Comparisons of completion results via different methods on ShapeNet dataset38: (a) input incomplete point cloud. (bf) Completion results of “Network1”, “Network2”, “Network3”, “Network4” and “Network5”, respectively. (g) Completion results via our proposed network. (h) Ground truth.

Table 3 Error statistics for different networks on the ShapeNet dataset38.

Meanwhile, we also compared our completion network with different networks on ModelNet dataset37. For the ModelNet dataset, all the input incomplete point clouds are 614 sampling points, whilst the complete point clouds and the ground truth are 1024 sampling points. As shown in Fig. 10, the completion results of our proposed coarse-to-fine network are always regular and can maintain its symmetric parts, whilst the results using “Network2” and “Network3” may lead to some unexpected distortion (e.g., the margin of monitor and sofa, etc). We can also notice that the completion results of our proposed network will always contain less data noise, whilst the completion results using “Network1” and “Network4” will lead to a certain amount of artificial noise (e.g., around the legs of table and the back of bed). Figure 10a,h show the input incomplete point cloud and the corresponding ground truth respectively, from which we can see that the completion results obtained from our coarse-to-fine completion network (see Fig. 10g) are closer to the ground truth. The extensive experiments can also validate the effectiveness of our proposed point completion network for maintaining the overall shape and local details of the complete shapes. Table 4 gives the error statistics of the CD and EMD errors via different completion networks for different models listed in Fig. 10. The experiments show that the CD error and EMD error of our presented coarse-to-fine completion network are smaller than other existing networks on most of the point cloud models, such as, the repairing results of our two-stage point completion network have an average reduction of \(28.41\%\), \(26.57\%\), \(20.65\%\), and \(18.55\%\) in terms of CD error, comparing to PCN11, FoldingNet12, Atlas14, and CRN15, respectively; and also an average reduction of \(21.91\%\), \(19.59\%\), \(43.51\%\), and \(21.49\%\) in terms of EMD error, respectively. The completion results of our proposed network are always closer to that of the ground truth, which shows its technical superiority using our two-stage scheme.

Figure 10
figure 10

Comparisons of completion results via different methods on ModelNet dataset37: (a) input incomplete point cloud. (bf) Completion results of “Network1”, “Network2”, “Network3”, “Network4” and “Network5” respectively. (g) Completion results via our proposed network. (h) Ground truth.

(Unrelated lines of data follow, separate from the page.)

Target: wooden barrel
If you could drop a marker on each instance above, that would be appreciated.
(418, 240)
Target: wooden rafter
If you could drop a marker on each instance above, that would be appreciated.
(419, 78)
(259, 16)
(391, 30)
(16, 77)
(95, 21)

Table 4 Error statistics for different networks on the ModelNet dataset37.

Conclusion

To effectively utilize the shape detail information of the input incomplete point cloud, we propose a coarse-to-fine completion network based on details compensation and structural enhancement of the underlying 3d shapes. The network consists of two stages for the task of point cloud completion. The coarse completion stage consists of two branches—shape structure recovery branch and local details compensation branch, where the input is the incomplete point cloud data and the output is a coarse recovered point cloud. The fine completion stage uses a self-attentive mechanism to learn the correlation between neighboring points and combines the coarse completion result with the original point cloud, resulting in a refined completion result with uniform distributed sampling points. Our point completion network is robust to different degrees of data incompleteness and model noise. The quantitative and qualitative results can validate the effectiveness of our coarse-to-fine completion network.

In the future, we could consider the lightweight completion network to achieve robust completion results for highly complex point cloud scene data.